In making the statement, David I. Marmor, Israel’s observer at the UNESCO, did not refer by name to the Soviet Union, as is the protocol at United Nations meetings. He referred only to “a large Jewish community subjected to disabilities, particularly in the fields of Jewish culture and religion.”
He called the rectifications “few in number and limited in scope” and mentioned specifically, “the printing of a number of books in Yiddish, or books of Jewish interest, permission for baking unleavened bread for Passover and the reported promise, yet to be implemented to allow the printing of an edition of the Jewish prayer book.”
He said that while these changes indicated “a positive responsiveness” on the part of Soviet authorities “to certain aspects of the question, ” they did not begin to provide for “the preservation of the religious and cultural identity and heritage of a Jewish community of three million.”
He expressed the hope that the Jewish community in the Soviet Union would be assured, “in an officially proclaimed policy, and in practice, the right to preserve its national identity and cultural heritage and traditions by means of Jewish education and Jewish cultural expression in literature and art.”

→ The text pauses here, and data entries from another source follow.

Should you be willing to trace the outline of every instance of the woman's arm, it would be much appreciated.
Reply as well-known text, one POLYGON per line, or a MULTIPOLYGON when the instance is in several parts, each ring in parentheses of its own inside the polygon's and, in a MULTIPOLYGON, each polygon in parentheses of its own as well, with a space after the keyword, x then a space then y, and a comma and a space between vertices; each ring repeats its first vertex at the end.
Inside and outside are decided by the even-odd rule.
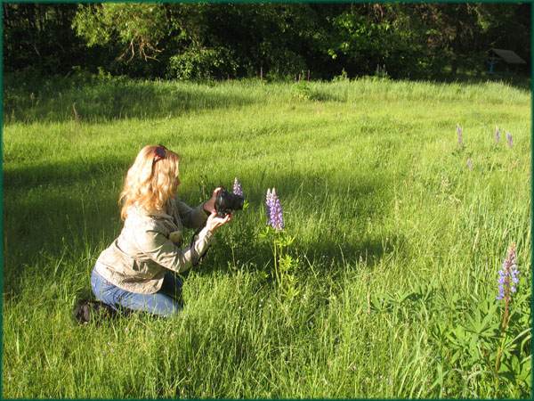
POLYGON ((157 264, 175 272, 188 270, 206 251, 214 233, 222 225, 231 220, 231 215, 217 217, 212 213, 206 226, 195 236, 192 245, 180 249, 156 227, 147 227, 135 234, 135 241, 139 250, 157 264))
POLYGON ((198 263, 209 247, 213 232, 205 227, 195 236, 192 246, 182 249, 157 231, 147 230, 136 237, 137 246, 146 257, 158 265, 181 273, 198 263))
POLYGON ((215 188, 209 200, 193 209, 176 200, 176 209, 183 225, 188 228, 199 228, 206 224, 207 217, 215 211, 215 199, 221 188, 215 188))

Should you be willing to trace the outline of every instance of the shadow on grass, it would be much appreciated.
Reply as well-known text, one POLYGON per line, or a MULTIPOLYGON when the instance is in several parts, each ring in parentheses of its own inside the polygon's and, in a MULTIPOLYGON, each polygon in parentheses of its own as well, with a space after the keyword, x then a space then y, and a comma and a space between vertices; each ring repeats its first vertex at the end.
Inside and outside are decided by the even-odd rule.
POLYGON ((109 121, 172 118, 186 112, 255 102, 243 91, 223 93, 209 85, 151 82, 94 76, 44 78, 30 86, 4 78, 4 123, 109 121))

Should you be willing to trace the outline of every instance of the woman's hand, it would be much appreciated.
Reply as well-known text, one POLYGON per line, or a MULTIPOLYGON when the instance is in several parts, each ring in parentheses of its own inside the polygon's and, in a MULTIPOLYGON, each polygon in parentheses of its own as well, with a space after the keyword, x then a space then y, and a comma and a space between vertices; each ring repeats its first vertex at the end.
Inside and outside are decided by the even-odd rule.
POLYGON ((215 188, 211 199, 204 203, 204 210, 206 210, 206 213, 213 213, 215 211, 215 199, 217 199, 217 195, 222 189, 222 188, 221 187, 215 188))
POLYGON ((224 217, 217 217, 217 212, 213 211, 209 217, 207 217, 207 221, 206 222, 206 226, 209 231, 214 233, 217 228, 221 225, 224 225, 226 223, 231 220, 231 214, 226 215, 224 217))

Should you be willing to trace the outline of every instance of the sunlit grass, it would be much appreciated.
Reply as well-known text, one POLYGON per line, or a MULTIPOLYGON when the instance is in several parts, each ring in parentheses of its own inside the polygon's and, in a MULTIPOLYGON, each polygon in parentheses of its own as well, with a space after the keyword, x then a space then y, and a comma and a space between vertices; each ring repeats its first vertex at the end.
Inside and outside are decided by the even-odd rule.
POLYGON ((5 397, 529 396, 530 381, 497 390, 489 365, 466 370, 433 334, 495 299, 513 241, 517 307, 530 311, 528 92, 371 79, 13 82, 3 143, 5 397), (504 135, 495 143, 496 125, 513 148, 504 135), (120 230, 122 180, 147 143, 181 154, 190 204, 238 176, 250 206, 187 277, 179 316, 78 327, 72 306, 120 230), (277 291, 258 239, 271 187, 296 237, 294 299, 277 291), (424 300, 421 286, 432 290, 424 300), (376 307, 390 296, 398 302, 376 307))

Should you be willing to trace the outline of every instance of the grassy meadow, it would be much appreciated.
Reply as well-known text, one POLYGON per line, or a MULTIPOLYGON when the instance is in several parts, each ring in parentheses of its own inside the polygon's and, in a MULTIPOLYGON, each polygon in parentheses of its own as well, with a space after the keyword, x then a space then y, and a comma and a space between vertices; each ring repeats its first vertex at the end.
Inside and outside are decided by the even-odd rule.
POLYGON ((528 91, 87 76, 4 91, 4 397, 530 397, 528 91), (78 326, 149 143, 182 156, 189 204, 237 176, 248 207, 187 275, 180 315, 78 326), (271 187, 295 238, 289 293, 262 236, 271 187))

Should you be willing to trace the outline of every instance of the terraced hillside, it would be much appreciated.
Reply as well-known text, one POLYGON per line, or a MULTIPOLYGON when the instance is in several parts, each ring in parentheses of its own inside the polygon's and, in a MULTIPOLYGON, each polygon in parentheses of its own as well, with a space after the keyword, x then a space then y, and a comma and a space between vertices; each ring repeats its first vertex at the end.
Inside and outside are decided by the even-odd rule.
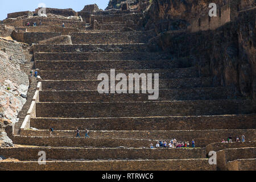
MULTIPOLYGON (((92 16, 101 18, 95 29, 85 30, 79 23, 68 34, 72 44, 37 44, 63 35, 40 32, 40 26, 17 33, 20 41, 35 43, 32 47, 40 77, 26 117, 15 125, 12 139, 16 147, 0 149, 1 155, 19 161, 0 162, 0 170, 238 169, 236 165, 242 170, 253 166, 256 145, 249 141, 255 140, 254 101, 236 97, 232 88, 213 86, 213 78, 200 77, 187 57, 174 59, 166 52, 150 51, 147 43, 154 31, 125 31, 123 17, 135 22, 139 15, 117 11, 109 18, 114 15, 98 14, 92 16), (159 73, 159 98, 100 94, 97 77, 109 75, 110 69, 127 75, 159 73), (85 129, 89 138, 84 138, 85 129), (233 140, 244 134, 246 142, 220 146, 230 134, 233 140), (193 139, 197 148, 150 148, 151 143, 174 138, 193 139), (217 165, 208 163, 212 150, 219 154, 217 165), (38 163, 41 151, 46 153, 46 165, 38 163), (234 151, 241 155, 233 156, 234 151)), ((73 27, 73 20, 65 21, 63 30, 73 27)), ((42 30, 46 27, 54 29, 47 24, 42 30)))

He also requested that the Soviet Jewish community would be allowed to maintain synagogues, provide religious education, publish sacred texts and “communicate with their co-religionists on a national and international level, and be accorded opportunities and facilities equal to those of other religious groups” in the Soviet Union.
He noted that many of the Jewish families in the Soviet Union had been separated from members during the Nazi holocaust and that in Israel “many thousands of families have been appealing to the government for assistance” in bringing about reunion of such families. He called it a “manifest, humane duty” for the Soviet authorities to grant the members of these separated families the freedom to re-unite.”